Weigel

How the Healthcare.gov Failure Will Morph Into Obamacaregate

On Thursday, when contractors who helped build healthcare.gov come back to Congress, you will hear a lot more about CGI Federal. The Canadian-owned company built the website, and in testimony from Sept. 10, it told the skeptical House Energy and Commerce Committee that things were going just great.

To date, the FFM implementation has achieved all of its key milestones from the initial Architecture Review in October 2011 to Project Baseline Review in March 2012 and, most recently, the Operational Readiness Review in September 2013. Additionally, in April 2013, health insurers began submitting their plans to the system for review by CMS. Starting in August 2013, consumers were able to go into the system and register their accounts.  At this time, CGI Federal is confident that it will deliver the functionality that CMS has directed to enable qualified individuals to begin enrolling in coverage when the initial enrollment period begins.

Well. In announcing this new hearing, Republicans complained that “[f]or months, administration officials and contractors alike assured committee members that implementation was ’on track’ for the October 1 rollout, but the first three weeks of open enrollment have been defined by significant systems failures.” There’s a contradiction here, and there’s a party remaining silent. What do HHS staffers think of the mess? How much did they know before Oct. 1?
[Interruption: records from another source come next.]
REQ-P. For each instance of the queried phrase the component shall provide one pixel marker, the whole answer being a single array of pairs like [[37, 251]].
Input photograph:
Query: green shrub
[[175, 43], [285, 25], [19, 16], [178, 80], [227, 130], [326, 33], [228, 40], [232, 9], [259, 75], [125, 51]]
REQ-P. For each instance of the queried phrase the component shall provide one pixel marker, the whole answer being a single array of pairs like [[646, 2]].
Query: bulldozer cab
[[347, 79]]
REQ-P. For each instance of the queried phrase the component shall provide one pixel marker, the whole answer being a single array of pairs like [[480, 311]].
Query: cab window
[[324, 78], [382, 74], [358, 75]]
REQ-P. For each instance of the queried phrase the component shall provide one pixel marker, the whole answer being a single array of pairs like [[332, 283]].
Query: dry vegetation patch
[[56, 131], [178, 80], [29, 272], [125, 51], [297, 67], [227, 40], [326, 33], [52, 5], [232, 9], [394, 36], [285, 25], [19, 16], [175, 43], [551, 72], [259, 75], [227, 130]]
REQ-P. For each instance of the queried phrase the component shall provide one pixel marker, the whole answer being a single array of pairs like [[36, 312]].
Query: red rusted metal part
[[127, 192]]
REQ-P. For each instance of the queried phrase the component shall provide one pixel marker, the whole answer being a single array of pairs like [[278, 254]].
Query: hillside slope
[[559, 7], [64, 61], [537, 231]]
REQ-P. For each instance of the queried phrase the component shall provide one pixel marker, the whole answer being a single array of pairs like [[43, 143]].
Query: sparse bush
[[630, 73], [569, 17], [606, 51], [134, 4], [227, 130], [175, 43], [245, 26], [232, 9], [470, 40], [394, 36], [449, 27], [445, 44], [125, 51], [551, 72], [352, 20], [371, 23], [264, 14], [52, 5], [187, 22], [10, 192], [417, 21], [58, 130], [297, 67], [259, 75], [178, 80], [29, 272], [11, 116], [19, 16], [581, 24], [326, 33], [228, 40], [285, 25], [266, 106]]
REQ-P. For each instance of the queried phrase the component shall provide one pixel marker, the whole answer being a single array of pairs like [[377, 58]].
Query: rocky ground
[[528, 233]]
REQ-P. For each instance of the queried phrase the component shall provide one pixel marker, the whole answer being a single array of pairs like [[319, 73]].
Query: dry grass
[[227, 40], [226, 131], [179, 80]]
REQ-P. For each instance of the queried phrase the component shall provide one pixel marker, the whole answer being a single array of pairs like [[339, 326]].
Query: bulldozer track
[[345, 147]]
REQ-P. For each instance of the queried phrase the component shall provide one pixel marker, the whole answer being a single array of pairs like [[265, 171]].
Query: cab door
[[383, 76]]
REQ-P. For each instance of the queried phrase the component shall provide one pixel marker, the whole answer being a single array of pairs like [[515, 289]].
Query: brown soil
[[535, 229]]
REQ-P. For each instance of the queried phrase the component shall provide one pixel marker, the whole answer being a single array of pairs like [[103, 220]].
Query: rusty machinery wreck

If the investigations into Fast and Furious and the IRS scandal tell us anything, the next phase of GOP sleuthing into Obamacare will probably be subpoenas and other requests that produce awkward communication (emails, mostly) from HHS and contractors. There will be lower-level bureaucrats who get caught out for saying the wrong thing, or encouraging others not to say the wrong thing. It’s incredible that HHS et al. built this system for years with nary a leak about possible glitches in the system.